Hi @alan-dimitriev, welcome to Dask community!
First, are you doing this on a distributed cluster? Or only running Dask with the default Dataframe threaded Scheduler? On which infrastructure, which disk type? 1.7TB is huge for a single CSV! The predetermined list of IDs is also really big!
Did you try to run the Pandas code on a subset on your dataset to see how much time it was taking?
Also, writing results to a single file will cause file locking and increasing time.
Hey Guillaume,
I appreciate you responding! I am new to this type of computing so your experience is very valuable!
First, are you doing this on a distributed cluster? Or only running Dask with the default Dataframe threaded Scheduler?
I tried setting up a cluster initially but ran into numerous memory issues so I just started working with the default Dataframe threaded scheduler.
On which infrastructure, which disk type?
I’m working on a remote linux system with 8 CPU’s, 3 HDD’s, and 70 GB of total memory with 303 in swap.

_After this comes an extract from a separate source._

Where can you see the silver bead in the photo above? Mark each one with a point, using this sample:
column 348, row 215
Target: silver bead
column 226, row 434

1.7TB is huge for a single CSV! The predetermined list of IDs is also really big!
For reasons which I both understand and bemoan this was allegedly the best way to store the data.
Did you try to run the Pandas code on a subset on your dataset to see how much time it was taking?
I ended up using pandas and chunk reading the csv with a chunck size of 1 million to do what I needed. Took 24 hours lol
I am still very curious as how I can use dask to optimize this process incase I am ever faced with it in the future. How do you set it up so that the output is written to multiple files to avoid locking?
I am new to dask and was wondering if you had any resources you like to use or any repositories that are good demonstrations of implementation?
Thanks!
I imagine your process is mainly IO bound, so in this case, I would start a LocalCluster with 8 workers and 1 thread per worker, and then try your code but removing the single_file=True
kwarg in to_csv. Maybe I would try to increase blocksize a bit (like 512MB?) too to avoid ending with too many CSV files.
But there is probably other ways than Dask, maybe with plain shell syntax, to perform this transformation efficiently.